DATE
Wednesday 24 May 2023
VENUE
Area 42 Grand
SLOT
08.45
ORGANISED BY
Haifa Center for Law and Technology, Faculty of Law, University of Haifa (IL)
MODERATOR

Panel Description

The panel aims to contribute to current discussions on the effectiveness of the GDPR by focusing on challenges arising from the regulatory design it sets forth. While the GDPR is obviously a “data protection” law, legal deconstruction reveals that it strives to achieve its objectives by applying and fusing rules and institutions from various legal fields. These include, inter alia, EU law, fundamental rights law, regulatory law, corporate governance and private law.  These measures, in turn, focus their attention on the behavior of individuals, enforcement agencies and corporations. Reflecting on the breadth of these measures provides new insights as to the challenges of deploying the GDPR. In addition, although these measures share a common goal, they might be in tension if not conflict, with each other due to their different legal nature, thus generating inefficiency. The discussion of these issues is crucial for properly establishing priorities in GDPR application, as has relevance to other developing multifaceted regulatory areas, such as Artificial Intelligence.

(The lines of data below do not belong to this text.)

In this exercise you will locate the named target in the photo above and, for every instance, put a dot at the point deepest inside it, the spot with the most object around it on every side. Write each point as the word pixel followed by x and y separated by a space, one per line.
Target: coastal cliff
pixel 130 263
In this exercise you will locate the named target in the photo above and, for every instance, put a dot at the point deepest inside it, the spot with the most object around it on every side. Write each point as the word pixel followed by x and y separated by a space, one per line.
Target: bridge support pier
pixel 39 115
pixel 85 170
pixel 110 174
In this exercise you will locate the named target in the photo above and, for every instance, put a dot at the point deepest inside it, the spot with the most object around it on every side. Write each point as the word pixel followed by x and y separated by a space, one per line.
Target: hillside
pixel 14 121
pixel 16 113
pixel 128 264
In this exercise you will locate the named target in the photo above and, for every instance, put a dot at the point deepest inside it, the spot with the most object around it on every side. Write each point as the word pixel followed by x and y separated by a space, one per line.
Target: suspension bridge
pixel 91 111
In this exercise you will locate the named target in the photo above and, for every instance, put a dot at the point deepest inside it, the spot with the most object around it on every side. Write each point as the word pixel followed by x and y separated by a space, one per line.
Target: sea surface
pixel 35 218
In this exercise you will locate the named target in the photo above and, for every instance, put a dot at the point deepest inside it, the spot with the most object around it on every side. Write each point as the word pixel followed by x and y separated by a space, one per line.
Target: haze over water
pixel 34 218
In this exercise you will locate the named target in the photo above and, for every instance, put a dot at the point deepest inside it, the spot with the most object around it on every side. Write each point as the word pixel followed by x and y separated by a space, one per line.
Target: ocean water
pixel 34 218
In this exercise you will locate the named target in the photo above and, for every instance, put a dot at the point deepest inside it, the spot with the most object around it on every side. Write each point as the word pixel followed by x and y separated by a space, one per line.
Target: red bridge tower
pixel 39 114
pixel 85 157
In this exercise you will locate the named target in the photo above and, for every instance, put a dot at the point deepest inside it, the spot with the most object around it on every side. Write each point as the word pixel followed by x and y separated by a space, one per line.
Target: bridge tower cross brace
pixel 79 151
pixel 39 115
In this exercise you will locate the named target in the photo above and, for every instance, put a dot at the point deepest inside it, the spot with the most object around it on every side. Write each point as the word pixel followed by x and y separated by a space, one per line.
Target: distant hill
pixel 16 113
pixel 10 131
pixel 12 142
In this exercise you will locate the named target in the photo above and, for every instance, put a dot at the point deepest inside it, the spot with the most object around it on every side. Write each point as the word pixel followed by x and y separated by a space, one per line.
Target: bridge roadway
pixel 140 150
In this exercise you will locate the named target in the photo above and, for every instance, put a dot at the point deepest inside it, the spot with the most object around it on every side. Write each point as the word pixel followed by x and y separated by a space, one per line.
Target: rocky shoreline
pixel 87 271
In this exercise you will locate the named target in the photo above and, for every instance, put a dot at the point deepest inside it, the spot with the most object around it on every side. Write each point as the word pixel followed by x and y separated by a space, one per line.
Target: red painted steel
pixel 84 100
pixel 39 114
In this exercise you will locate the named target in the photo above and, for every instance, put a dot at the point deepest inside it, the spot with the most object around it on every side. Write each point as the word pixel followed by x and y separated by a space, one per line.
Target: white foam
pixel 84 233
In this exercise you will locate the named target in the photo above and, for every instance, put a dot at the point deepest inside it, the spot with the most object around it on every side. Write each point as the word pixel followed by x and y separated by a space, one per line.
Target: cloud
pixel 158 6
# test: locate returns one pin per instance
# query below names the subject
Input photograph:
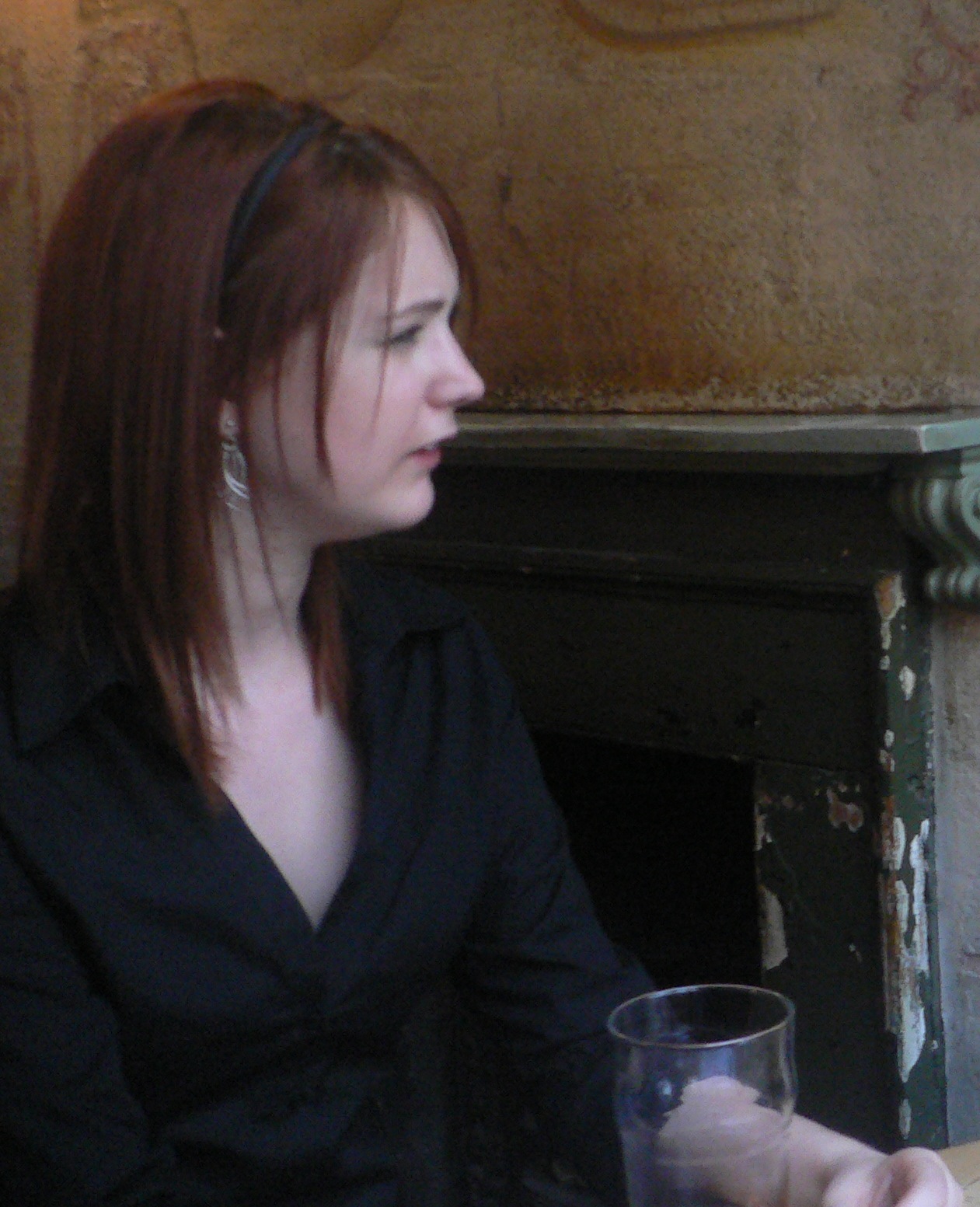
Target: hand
(912, 1177)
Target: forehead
(410, 262)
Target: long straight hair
(122, 462)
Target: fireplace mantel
(752, 588)
(933, 460)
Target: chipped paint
(920, 937)
(772, 927)
(892, 839)
(762, 833)
(905, 1118)
(907, 679)
(890, 596)
(842, 811)
(905, 942)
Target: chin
(403, 515)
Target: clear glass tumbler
(705, 1090)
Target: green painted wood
(744, 616)
(816, 853)
(910, 940)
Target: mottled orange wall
(785, 218)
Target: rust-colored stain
(947, 58)
(842, 811)
(19, 183)
(890, 596)
(129, 52)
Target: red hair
(122, 462)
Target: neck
(262, 583)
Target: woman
(253, 807)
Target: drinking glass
(705, 1090)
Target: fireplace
(723, 622)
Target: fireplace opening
(665, 842)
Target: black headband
(257, 189)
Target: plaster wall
(786, 218)
(781, 218)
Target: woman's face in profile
(399, 377)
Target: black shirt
(173, 1030)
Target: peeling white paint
(772, 926)
(920, 936)
(907, 679)
(890, 596)
(762, 833)
(892, 842)
(905, 940)
(905, 1118)
(842, 811)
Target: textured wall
(786, 218)
(783, 218)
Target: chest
(291, 772)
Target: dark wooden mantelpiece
(933, 459)
(755, 588)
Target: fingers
(920, 1178)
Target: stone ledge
(933, 462)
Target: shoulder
(385, 604)
(394, 618)
(44, 687)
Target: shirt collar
(385, 605)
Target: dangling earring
(235, 469)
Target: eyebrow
(423, 309)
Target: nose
(459, 383)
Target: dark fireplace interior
(665, 842)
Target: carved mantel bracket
(939, 504)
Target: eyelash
(405, 338)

• How have different legal fields and enforcement measures inspired the GDPR, and the roles for DPAs, companies and data subjects?
• The GDPR aims to protect the fundamental rights of individuals through various measures – how has it been faring?
• What can we learn from developments in regulation theory and corporate governance so to promote more effective data protection “accountability”?
• How can these lessons learned from other regulatory settings be applied to developing data protection frameworks in other jurisdictions?